Estamos na Quaresma. O ano litúrgico é o verdadeiro ano de todos os cristãos. É bom vivê-lo, tanto mais que o homem tenta formar seu próprio ciclo constantemente mutável
ao sabor de seus projetos. Devemos refletir sobre esse envolvimento de um ritmo que sustentou gerações de cristãos imprimindo uma força que se modelava sobre as diversas etapas da vida de Cristo.
Nada melhor começar o ano a partir dos “fins últimos”. A Igreja é aquela que se lembra do futuro. O horizonte, que estrutura e polariza a existência dos cristãos, é o Cristo mesmo. Crer nele, é reconhecer que ele é “o começo e o fim” (Apocalipse 21, 6).
A Igreja não cessa de lutar contra as tentativas da sociedade que utiliza o homem como puro material de construção. Os toureiros da secularização se excitam em vão contra a permanência de Deus na arena da vida, tentando derrubá-lo, neste tempo de grave crise da humanidade. Querem apagá-lo de sua consciência diante do egoísmo desenfreado; ambição do poder, do dinheiro, do prazer; desprezo do outro, negação do verdadeiro amor, sabendo que não existe outro salvador senão o próprio Senhor.
O cristão é aquele que começa sempre pelo fim para ler o grande livro da História iluminada por Cristo. Por isso o Evangelho lhe pede de “vigiar e rezar” afim de ser julgado “digno de permanecer de pé quando voltar o Filho do homem’” (Lucas 21, 36).
Neste segundo domingo da Quaresma, somos convidados a refletir sobre nossas situações de crise, quando as dificuldades se abatem sobre nós, e nos parecem insuperáveis. As leituras propostas apresentam duas situações de crise: a primeira envolve o patriarca Abraão; e a segunda os apóstolos por causa do Senhor Jesus.
A desconcertante aventura de Abraão começa 1850 anos antes de Cristo, portanto quase 4.000 anos passados. Pastor nômade na região de Ur, na Caldeia, sobre o Golfo Pérsico, onde confluem os dois grandes rios, o Tigre e o Eufrates, com tantas histórias.
Abraão tinha seus projetos humanos, como todos os homens deste mundo. Mas o Senhor tinha outros. Abraão recebeu do Senhor o convite para transferir-se para a terra prometida e a segurança de que ele, simples pastor nômade, tornar-se-ia cabeça de um povo inumerável, como as estrelas do céus, e como a areia da praia. Abraão, cheio de fé, aceitou e obedeceu. Partiu seguindo o caminho a ser indicado pelo próprio Senhor.
O tempo passava e sua mulher Sara resultava estéril e já anciã.
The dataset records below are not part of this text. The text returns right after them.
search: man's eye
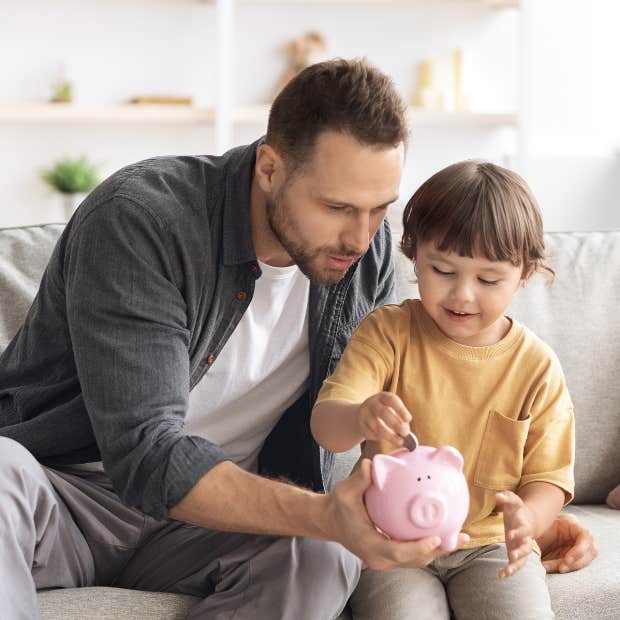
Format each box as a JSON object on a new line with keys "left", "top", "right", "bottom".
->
{"left": 478, "top": 277, "right": 499, "bottom": 286}
{"left": 432, "top": 266, "right": 453, "bottom": 276}
{"left": 326, "top": 204, "right": 350, "bottom": 213}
Na velhice, veio o filho da promessa: Isaac. Na juventude do filho, veio uma nova ordem imprevista, contraditória, absurda: “Oferece teu filho em holocausto sobre o monte que te indicarei”. Abraão preparou tudo, e quando levantava o facão para imolá-lo, o Anjo o impediu e a voz do Senhor se fez ouvir: “Através a tua descendência serão abençoadas todas as nações da terra, porque obedeceste à minha voz!”
A bênção chega através da descendência de Abraão e tem um nome: o messias, Jesus, descendente de Abraão. Assim as expectativas humanas do patriarca não foram vazias, mas o Senhor as absorveu em um projeto mais amplo. Projetou-as sobre o plano do espírito, da fé, da salvação universal. Somos todos filhos de Abraão, pela fé.
Também os apóstolos tinham projetos humanos projetados em Jesus. Esperavam um messias que libertasse Israel da dominação romana e dela fizesse a nação mais poderosa do mundo. Mas Jesus não falava de grandeza terrena, antes dizia que ele acabaria nas mãos de seus inimigos e o matariam. Desilusão para os apóstolos! Jesus disse também que ressuscitaria. De um messias derrotado não sabiam o que fazer.
Jesus oferece aos apóstolos um sinal para levantar sua moral e compreender: o episódio da Transfiguração. Chamou Pedro, Tiago e João, e os levou consigo ao alto do monte Tabor. “Enquanto Jesus rezava, o seu rosto mudou de aspecto, e as suas vestes ficaram brancas e fulgurantes”. Por um momento apenas, Jesus deixava transparecer o divino que ele, Filho de Deus, carregava fechado dentro de si. E Pedro viu em profundidade aquela experiência excepcional e única. Os apóstolos acreditaram.
Na fé sabemos que existe um projeto de Deus que diz respeito a cada um de nós, positivo, que restitui também a nós a confiança e a vontade de viver e de fazer o bem.